A number of simultaneous reports today, all from reputable sources, appear to have confirmed that this year’s iPhone will not have a headphone jack. As you’d imagine, the news spawned a series of internet Hot Takes, including one particularly withering listicle from Verge editor-in-chief Nilay Patel.
“Taking the headphone jack off phones is user-hostile and stupid” does, in all honesty, raise some excellent points about why ditching the headphone jack is…well, user-hostile and stupid. I would personally like for my next phone to have a headphone jack. But an otherwise-worthwhile piece ends with this one observation:
6. No one is asking for this
Raise your hand if the thing you wanted most from your next phone was either fewer ports or more dongles.
I didn’t think so. You wanted better battery life, didn’t you? Everyone just wants better battery life.
This is stupid, and hostile to common sense.
READ MORE: Apple is making only one, very dumb change to the iPhone this year
If there’s one thing I’ve learned from years of earnest tech blogging, it’s that you should never, ever, ever listen to what the armchair phone designers of the internet want. I’m not trying to deify Apple’s product designers — the new Magic Mouse is a stern middle finger to the laws of common sense — but catering to fanboy’s whims is no way to design a product.
If I added up the suggestions from our comments on what the next iPhone should look like, it would probably be an inch thick, have three-day battery life, a 6-inch screen, 8K display and 6GB of RAM. There’s a vast divide between people who follow Apple rumors daily, and the kind of people who buy 90% of iPhones.
But Nilay isn’t the average internet commenter, I hear you say? Yes, he’s the EIC of arguably the internet’s best-known tech site. But he’s really no better at predicting industry trends as a result.
When Apple first came out with the Macbook Air, Nilay was working at Engadget, and criticizing the Air’s lack of removable battery and ports, or optical drive.
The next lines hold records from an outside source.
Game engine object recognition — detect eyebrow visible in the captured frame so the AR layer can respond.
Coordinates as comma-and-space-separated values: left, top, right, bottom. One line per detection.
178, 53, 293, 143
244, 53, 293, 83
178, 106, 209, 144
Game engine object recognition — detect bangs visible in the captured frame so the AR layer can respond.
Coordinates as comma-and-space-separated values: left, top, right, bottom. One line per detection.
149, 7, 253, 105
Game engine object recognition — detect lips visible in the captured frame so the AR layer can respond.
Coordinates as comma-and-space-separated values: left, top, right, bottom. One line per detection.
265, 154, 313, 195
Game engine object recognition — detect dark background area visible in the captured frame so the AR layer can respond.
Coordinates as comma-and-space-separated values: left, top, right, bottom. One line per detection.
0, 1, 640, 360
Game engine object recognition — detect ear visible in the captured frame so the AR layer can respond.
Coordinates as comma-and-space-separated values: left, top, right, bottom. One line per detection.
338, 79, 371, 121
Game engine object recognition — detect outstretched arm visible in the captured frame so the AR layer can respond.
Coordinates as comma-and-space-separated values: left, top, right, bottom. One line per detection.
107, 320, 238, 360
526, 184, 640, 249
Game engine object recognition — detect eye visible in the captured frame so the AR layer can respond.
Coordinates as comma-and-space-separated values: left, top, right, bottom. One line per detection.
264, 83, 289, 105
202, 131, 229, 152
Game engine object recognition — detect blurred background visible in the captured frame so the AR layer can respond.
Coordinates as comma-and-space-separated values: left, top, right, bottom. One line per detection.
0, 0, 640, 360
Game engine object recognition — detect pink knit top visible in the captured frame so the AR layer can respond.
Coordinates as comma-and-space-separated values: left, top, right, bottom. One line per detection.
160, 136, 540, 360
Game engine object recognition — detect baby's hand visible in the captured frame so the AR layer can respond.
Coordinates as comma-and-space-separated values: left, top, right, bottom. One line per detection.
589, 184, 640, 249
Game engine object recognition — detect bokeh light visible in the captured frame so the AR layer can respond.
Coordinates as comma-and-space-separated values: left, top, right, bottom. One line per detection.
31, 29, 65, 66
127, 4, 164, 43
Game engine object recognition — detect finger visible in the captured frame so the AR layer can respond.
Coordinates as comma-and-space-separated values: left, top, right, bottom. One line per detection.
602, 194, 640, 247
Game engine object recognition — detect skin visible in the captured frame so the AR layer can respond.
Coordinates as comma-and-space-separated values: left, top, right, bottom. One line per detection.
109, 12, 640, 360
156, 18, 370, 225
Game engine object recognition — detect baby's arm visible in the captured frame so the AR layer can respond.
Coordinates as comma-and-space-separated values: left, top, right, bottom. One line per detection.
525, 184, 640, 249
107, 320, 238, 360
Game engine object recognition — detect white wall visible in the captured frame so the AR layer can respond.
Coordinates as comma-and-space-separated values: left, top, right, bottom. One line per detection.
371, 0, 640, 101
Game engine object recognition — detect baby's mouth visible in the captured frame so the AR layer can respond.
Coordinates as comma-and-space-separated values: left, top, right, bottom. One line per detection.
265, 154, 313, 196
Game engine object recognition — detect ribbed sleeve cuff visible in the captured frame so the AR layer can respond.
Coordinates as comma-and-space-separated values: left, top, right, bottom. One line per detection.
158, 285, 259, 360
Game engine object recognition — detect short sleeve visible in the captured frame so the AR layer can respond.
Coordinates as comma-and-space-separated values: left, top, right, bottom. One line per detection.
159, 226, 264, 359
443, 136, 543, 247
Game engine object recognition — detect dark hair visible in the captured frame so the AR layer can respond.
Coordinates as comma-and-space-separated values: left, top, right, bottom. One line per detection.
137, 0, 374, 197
Despite all that, the Air completely changed the category for portable laptops, cutting unnecessary features to create a device thinner and lighter than anyone thought they needed.
Oh, and what’s that about Flash on the iPad?
I’m not predicting that killing the headphone jack is going to be the same as killing the optical drive. Personally, I agree that it’s a dumb move. But I also realize that Nilay, I, and probably everyone reading this are niche users. We care about crap like playing our extensive DVD library, hooking up laptops to Ethernet ports, or using our large collection of very nice headphones.
Most of my friends use Apple’s stock earbuds, or if they have fancy headphones, they’re Bluetooth connected. If the iPhone 7 doesn’t have a headphone jack, they probably won’t give one solitary shit. They’ll just see the phone that’s thinner and has better audio quality, and just fork over the requisite fistfuls of cash.
Removing the headphone jack might be a gigantic mistake in waiting, but it won’t be because people didn’t ask for it. Without wanting to sound like a Jobsian disciple, no one asked for all-in-one PC kits, graphical user interfaces, or, indeed for a laptop without an optical drive. But despite all that, all of those turned out to be the right products for a huge number of people.
Take a crowd-sourced opinion to building a phone, and you end up with the Fairphone. Build the phone 90% of people secretly need, and you get an iPhone.